Fueling utility innovation through analytics
Utilities around the world
are making big investments in advanced analytics. Getting the full value,
however, requires rethinking their strategy, culture, and organization.
Advanced analytics can deliver enormous value for utilities and drive organizations to new frontiers of efficiency—
but only with the right approach. There’s little to be gained from just bolting
on a software solution. The real value comes from embedding data analytics as a
core capability in the organization and using it to detect pain points, design
solutions, and enable decision making. Conservative estimates supported by
rigorous use-case analysis suggest that advanced analytics can boost
profitability by 5 to 10 percent, while increasing satisfaction for customers
and improving health and safety for employees. But capturing impact on this
scale is no easy feat, and utilities often struggle with the same few
challenges, which undermines the success of an analytics transformation. Below,
we look at these challenges and show how they can be overcome.

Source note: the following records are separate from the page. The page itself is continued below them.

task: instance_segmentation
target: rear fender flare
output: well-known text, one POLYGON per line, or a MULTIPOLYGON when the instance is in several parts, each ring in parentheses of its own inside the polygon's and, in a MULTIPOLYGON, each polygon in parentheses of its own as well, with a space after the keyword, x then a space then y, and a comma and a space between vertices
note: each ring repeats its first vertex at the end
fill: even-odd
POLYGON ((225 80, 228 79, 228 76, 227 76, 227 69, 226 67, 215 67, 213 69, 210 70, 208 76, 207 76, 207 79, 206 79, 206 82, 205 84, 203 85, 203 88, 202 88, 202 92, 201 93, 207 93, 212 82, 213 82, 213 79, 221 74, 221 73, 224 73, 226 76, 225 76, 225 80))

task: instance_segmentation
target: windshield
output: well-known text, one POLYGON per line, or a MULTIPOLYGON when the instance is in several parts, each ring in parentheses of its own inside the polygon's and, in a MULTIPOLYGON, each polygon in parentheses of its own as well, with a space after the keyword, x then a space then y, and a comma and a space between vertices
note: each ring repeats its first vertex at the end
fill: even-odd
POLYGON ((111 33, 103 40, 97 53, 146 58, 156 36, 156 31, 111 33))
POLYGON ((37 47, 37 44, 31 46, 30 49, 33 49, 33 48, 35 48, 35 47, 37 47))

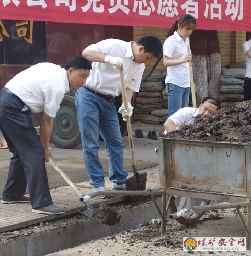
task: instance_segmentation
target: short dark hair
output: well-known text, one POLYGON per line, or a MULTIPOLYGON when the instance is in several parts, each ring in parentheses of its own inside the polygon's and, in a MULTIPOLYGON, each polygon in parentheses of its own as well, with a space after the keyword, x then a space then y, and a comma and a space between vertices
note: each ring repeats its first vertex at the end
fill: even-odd
POLYGON ((203 99, 201 104, 203 104, 204 102, 205 102, 206 101, 209 102, 209 103, 215 105, 215 106, 218 107, 217 110, 220 109, 220 108, 221 108, 221 104, 220 103, 220 102, 218 99, 216 99, 216 98, 214 98, 213 97, 205 97, 203 99))
POLYGON ((70 68, 74 69, 92 69, 90 62, 84 57, 75 56, 65 64, 64 68, 67 70, 70 68))
POLYGON ((153 53, 156 58, 159 58, 162 55, 162 43, 155 36, 151 35, 144 36, 140 38, 136 43, 138 46, 142 46, 144 47, 144 52, 153 53))

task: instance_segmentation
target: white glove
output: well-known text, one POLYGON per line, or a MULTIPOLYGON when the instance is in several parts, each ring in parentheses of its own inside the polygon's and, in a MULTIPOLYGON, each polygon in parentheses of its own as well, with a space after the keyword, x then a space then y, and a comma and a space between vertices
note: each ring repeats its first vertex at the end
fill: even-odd
POLYGON ((129 113, 128 113, 127 109, 126 109, 126 108, 124 107, 124 103, 122 104, 122 106, 119 108, 118 112, 119 113, 120 113, 122 115, 122 116, 123 117, 123 121, 124 121, 125 122, 127 121, 127 119, 126 118, 128 116, 129 117, 131 117, 132 115, 132 110, 133 108, 134 108, 131 105, 130 102, 128 102, 127 104, 128 105, 128 110, 129 111, 129 113))
POLYGON ((119 69, 120 68, 124 69, 124 62, 120 57, 113 57, 112 56, 106 56, 105 63, 112 65, 115 69, 119 69))

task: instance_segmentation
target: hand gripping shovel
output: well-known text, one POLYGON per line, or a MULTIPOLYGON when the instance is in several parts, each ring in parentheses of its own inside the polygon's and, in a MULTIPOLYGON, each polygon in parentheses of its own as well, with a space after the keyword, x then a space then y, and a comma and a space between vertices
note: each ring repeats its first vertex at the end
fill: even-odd
POLYGON ((55 168, 56 171, 61 175, 62 177, 67 182, 68 185, 79 196, 81 202, 86 205, 87 210, 81 210, 79 212, 90 218, 93 218, 96 220, 104 224, 114 225, 120 220, 121 216, 119 216, 116 211, 112 210, 109 206, 100 204, 99 207, 94 208, 93 206, 86 200, 87 198, 90 198, 88 196, 84 196, 75 184, 66 176, 65 173, 58 166, 55 162, 49 157, 48 161, 55 168))
MULTIPOLYGON (((124 72, 123 69, 119 69, 119 74, 120 75, 120 82, 121 83, 122 97, 123 103, 127 113, 129 113, 128 105, 127 104, 127 92, 126 91, 126 85, 124 83, 124 72)), ((132 166, 134 175, 127 180, 127 190, 145 190, 146 187, 146 176, 147 172, 139 173, 137 172, 137 166, 136 165, 136 159, 135 158, 134 148, 132 140, 132 128, 131 127, 131 120, 129 117, 127 117, 127 127, 128 139, 129 140, 129 147, 131 151, 131 157, 132 158, 132 166)))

Challenge 1: Developing an analytics strategy that’s
clear about what to prioritize and why
As new applications proliferate
across the energy value chain (see sidebar, “Applying advanced analytics at
utilities”), advanced analytics poses a strategic challenge. How do utilities
prioritize use cases and set appropriate aspirations for business impact?
Without clarity on these matters, companies can easily lay themselves open to
excessive influence from external vendors or get caught up in chasing the
latest viral use case. One US utility partnered with a technology supplier and
invested millions in wind-forecasting software only to discover that the effort
wouldn’t yield any returns. Another large utility spent years building in-house
analytics capabilities and developing more than a dozen use cases before
realizing it had yet to make any headway on the biggest and most valuable
opportunities.
Develop a comprehensive inventory
of use cases spanning the whole value chain, including operations and support processes.
Utilities often focus on customer or operational applications first, but smart
companies place equal emphasis on support functions such as human resources,
procurement, safety, and internal audit—all of which can drive just as much
bottom-line value.
Structure your use-case inventory
into groups of applications that resolve similar pain points or address the
same business processes. Applications focused on areas such
as asset maintenance, contractor productivity, employee safety, or reporting
are likely to span multiple business units and deliver value across the entire
enterprise, rather than within a single silo.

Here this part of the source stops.